The Tesla Model S electric sedan isn't just receiving awards from all quarters--it's also incredibly safe should the worst occur. Just how safe has come to light in extra information provided by Telsa Motors [NSDQ:TSLA], following the car's recent five-star NHTSA crash tests.

It's scored the best safety rating of any vehicle ever tested by the National Highway Traffic Safety Administration--irrespective of vehicle segment. Tesla notes that the Model S sedan's five-star across the board score--something achieved by only one percent of vehicles tested--doesn't tell the whole story. In the automaker's blog, it reveals the car has set a new record for lowest likelihood of injury to occupants, even exceeding scores of larger minivans and SUVs.

The NHTSA tests comprise frontal, side-impact, side pole impact and rollover tests.
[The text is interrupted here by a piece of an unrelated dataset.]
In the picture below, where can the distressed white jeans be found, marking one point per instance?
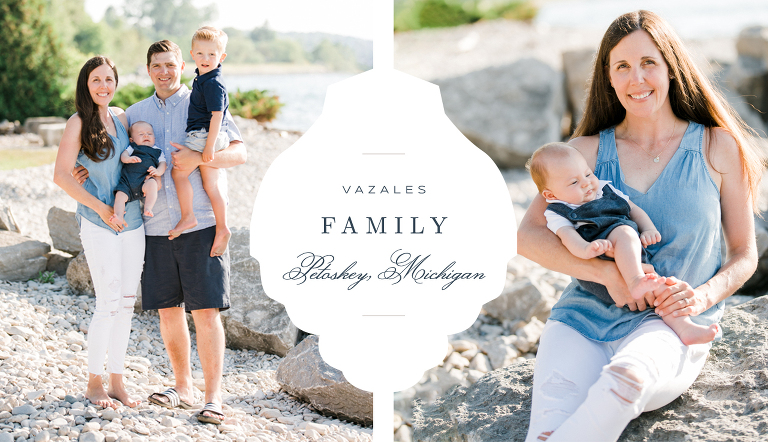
(588, 390)
(115, 263)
In each category, the Model S excelled. Frontal impact was aided by the car's engine-free front compartment, allowing extra space for deformation and impact absorption.
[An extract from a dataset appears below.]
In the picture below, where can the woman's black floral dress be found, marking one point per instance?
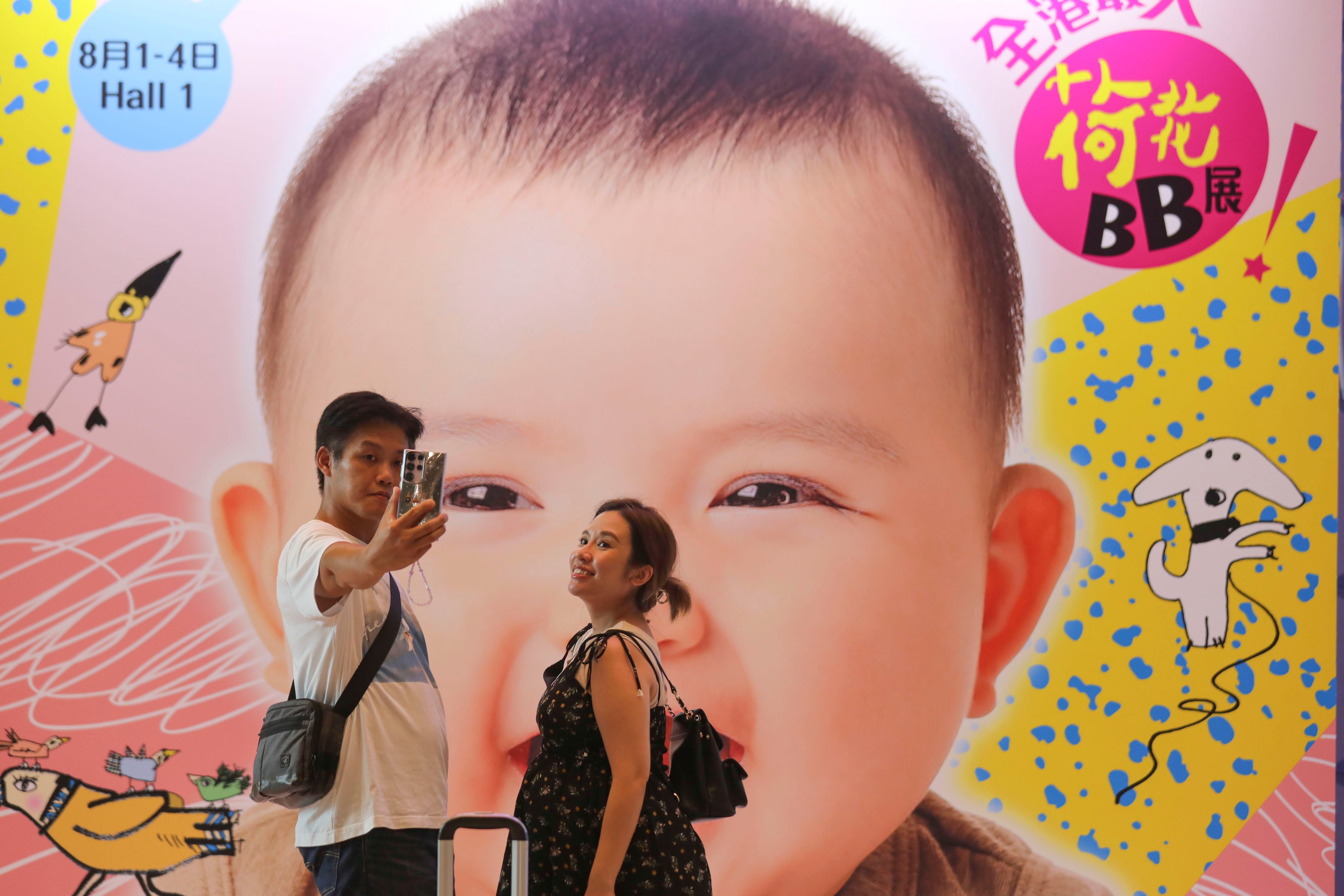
(565, 792)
In side and pole impacts, extra aluminum reinforcements in the side structure help transfer load to the rest of the car's structure, and minimize intrusion--allowing far more residual space for the occupants in a side impact than already-safe vehicles like Volvo's five-star S60 sedan.

An extra bumper layer, fitted when the customer orders the extra pair of rear-facing Model S seats, helps improve rear impact safety--and in front or side impact, the rear seats are the safest place in the car.
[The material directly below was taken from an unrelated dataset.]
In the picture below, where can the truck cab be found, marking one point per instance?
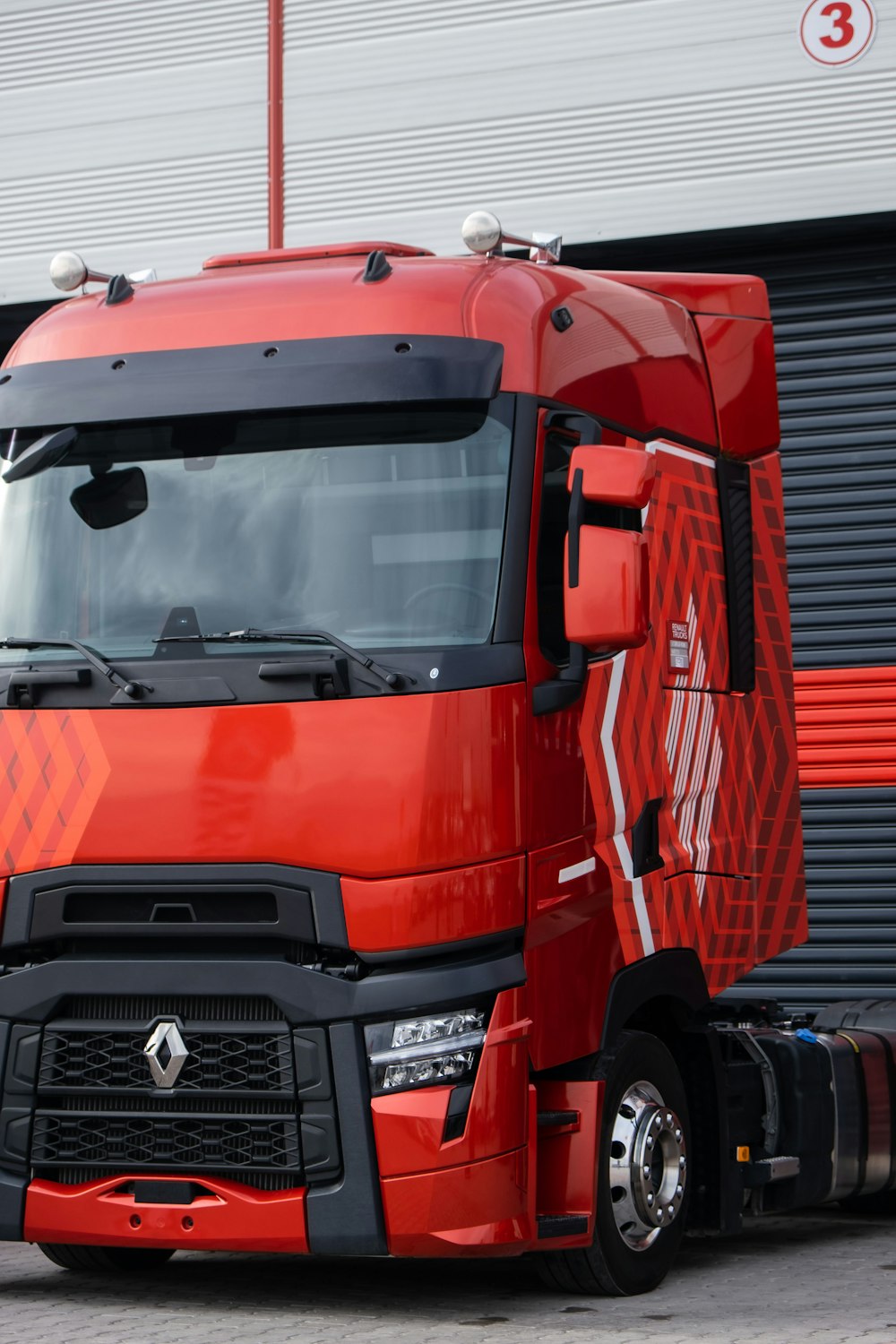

Rollover risk was very low indeed--less than 6 percent, and "refusing to turn over via the normal methods" while Tesla reveals that rollover testing equipment broke under independent assessment when it reached 4g of load--four time's the car's fully-loaded weight on the roof structure.

If Tesla hadn't already given you enough reasons to want a Model S--not least its rating as one of Consumer Reports' best ever test vehicles--exceptional occupant safety has just become another.